Application of Elementary Lines – The reason for placing the exercise lines in the early exercises in enclosures of various shapes, rather than in formal squares, which are wearisome and uninteresting to the pupil, and therefore hurriedly practiced, if not altogether slighted by the pupil, through a desire to get at something that is interesting, seems sufficiently apparent. It is just as well and easy at the outset to encourage and cultivate a taste for form while engaged in the necessary practice of making flat tints. There is no use in making the study of drawing a treadmill. Instruction in drawing should, right from the start, be along the lines of pictorial art; therefore, the use of different forms, of more or less interest and beauty, in connection with practice exercise has been adopted.
Experience has shown that this method is of benefit to the pupils and does not result in the usual weariness and impatience engendered by the use of simple square spaces.

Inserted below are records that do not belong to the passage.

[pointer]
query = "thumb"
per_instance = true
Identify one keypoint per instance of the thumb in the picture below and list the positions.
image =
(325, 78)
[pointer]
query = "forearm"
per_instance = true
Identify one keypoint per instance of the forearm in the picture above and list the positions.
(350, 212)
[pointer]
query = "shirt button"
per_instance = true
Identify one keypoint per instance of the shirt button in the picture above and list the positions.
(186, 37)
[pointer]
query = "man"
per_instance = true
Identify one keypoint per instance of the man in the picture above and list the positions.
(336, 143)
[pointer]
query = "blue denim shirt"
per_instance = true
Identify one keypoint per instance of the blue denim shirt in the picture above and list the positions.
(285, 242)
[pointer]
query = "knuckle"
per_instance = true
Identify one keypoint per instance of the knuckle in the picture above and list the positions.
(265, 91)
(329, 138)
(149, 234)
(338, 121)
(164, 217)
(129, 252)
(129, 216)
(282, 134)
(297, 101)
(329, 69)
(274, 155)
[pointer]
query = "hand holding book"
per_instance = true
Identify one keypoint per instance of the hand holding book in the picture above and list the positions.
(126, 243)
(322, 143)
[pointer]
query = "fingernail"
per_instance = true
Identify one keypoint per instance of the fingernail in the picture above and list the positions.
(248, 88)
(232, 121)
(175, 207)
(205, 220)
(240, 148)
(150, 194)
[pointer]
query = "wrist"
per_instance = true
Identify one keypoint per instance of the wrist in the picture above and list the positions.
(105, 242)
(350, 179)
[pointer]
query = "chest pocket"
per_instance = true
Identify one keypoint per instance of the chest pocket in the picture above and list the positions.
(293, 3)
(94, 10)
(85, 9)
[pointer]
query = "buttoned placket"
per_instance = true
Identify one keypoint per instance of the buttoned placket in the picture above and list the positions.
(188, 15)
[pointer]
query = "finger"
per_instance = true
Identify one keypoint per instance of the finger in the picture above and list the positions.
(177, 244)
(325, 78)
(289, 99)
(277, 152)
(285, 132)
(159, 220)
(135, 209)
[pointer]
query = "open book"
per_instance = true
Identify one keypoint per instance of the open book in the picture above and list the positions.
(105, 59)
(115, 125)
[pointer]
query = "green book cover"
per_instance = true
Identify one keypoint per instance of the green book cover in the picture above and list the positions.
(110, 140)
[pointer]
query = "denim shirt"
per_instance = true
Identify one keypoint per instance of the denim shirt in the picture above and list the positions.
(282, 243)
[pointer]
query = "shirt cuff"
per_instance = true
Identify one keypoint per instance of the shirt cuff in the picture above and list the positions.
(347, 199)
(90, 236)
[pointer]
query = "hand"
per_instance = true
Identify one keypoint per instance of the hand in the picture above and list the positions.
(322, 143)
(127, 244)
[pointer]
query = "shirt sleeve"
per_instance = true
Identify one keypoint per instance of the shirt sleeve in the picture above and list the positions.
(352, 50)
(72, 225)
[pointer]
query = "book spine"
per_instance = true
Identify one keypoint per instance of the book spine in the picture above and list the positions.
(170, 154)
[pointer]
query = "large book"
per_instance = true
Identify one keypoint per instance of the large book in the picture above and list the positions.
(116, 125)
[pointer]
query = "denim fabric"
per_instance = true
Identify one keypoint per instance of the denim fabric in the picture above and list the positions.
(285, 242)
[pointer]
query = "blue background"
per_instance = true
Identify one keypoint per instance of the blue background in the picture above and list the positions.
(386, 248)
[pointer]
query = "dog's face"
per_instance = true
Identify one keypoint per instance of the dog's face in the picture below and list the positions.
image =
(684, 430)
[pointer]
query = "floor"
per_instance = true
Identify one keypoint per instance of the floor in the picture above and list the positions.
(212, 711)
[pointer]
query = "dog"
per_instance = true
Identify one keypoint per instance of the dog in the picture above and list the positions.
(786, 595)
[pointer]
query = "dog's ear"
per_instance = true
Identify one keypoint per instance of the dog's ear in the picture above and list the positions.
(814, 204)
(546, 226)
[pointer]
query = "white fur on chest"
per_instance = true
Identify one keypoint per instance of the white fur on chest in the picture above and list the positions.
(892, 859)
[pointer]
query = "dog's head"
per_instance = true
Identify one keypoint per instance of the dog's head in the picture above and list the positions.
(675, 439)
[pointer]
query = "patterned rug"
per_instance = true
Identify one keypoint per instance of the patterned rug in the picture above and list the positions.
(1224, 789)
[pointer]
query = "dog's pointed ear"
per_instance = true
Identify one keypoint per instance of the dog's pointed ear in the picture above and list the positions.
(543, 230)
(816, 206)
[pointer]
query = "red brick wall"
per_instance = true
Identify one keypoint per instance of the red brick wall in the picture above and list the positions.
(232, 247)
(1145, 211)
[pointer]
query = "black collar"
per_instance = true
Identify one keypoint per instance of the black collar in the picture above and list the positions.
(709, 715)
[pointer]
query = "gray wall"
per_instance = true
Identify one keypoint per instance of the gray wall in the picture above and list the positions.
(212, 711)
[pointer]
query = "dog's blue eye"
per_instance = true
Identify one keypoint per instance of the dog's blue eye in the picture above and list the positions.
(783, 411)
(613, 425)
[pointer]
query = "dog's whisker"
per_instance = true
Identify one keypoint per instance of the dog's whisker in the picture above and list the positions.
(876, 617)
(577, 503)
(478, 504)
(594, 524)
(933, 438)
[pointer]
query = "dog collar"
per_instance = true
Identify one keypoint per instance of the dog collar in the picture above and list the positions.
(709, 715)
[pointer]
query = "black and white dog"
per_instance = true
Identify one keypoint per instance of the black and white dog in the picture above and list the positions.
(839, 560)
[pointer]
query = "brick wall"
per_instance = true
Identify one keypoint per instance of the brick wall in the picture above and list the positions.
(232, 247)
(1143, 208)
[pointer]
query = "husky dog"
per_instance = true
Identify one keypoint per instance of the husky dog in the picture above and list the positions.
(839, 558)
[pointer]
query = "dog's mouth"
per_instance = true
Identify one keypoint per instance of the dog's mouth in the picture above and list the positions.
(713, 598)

Odd Shapes Preferable – Besides, the use of odd shapes found in the enclosures obtains for the pupil using these exercises a greater control and adaptability in the use of pencil or pen than would be gained by the stopping of lines within unvarying angular borders.
In Figs. 1, 2, 3 and 4 the various practice lines are used in connection with the simplest forms that may be copied or drawn from memory or imagination. Fig. 4 is an exercise in copying aided by means of eight squares of equal size. To obviate any difficulty that may arise, for the beginner, in drawing this example, permit him to draw what is seen in a single square, irrespective of what appears in the other. For instance, let the pupil be asked to draw all the lines in a single square, as if it were a separate picture; for example, let him make the square marked A or B.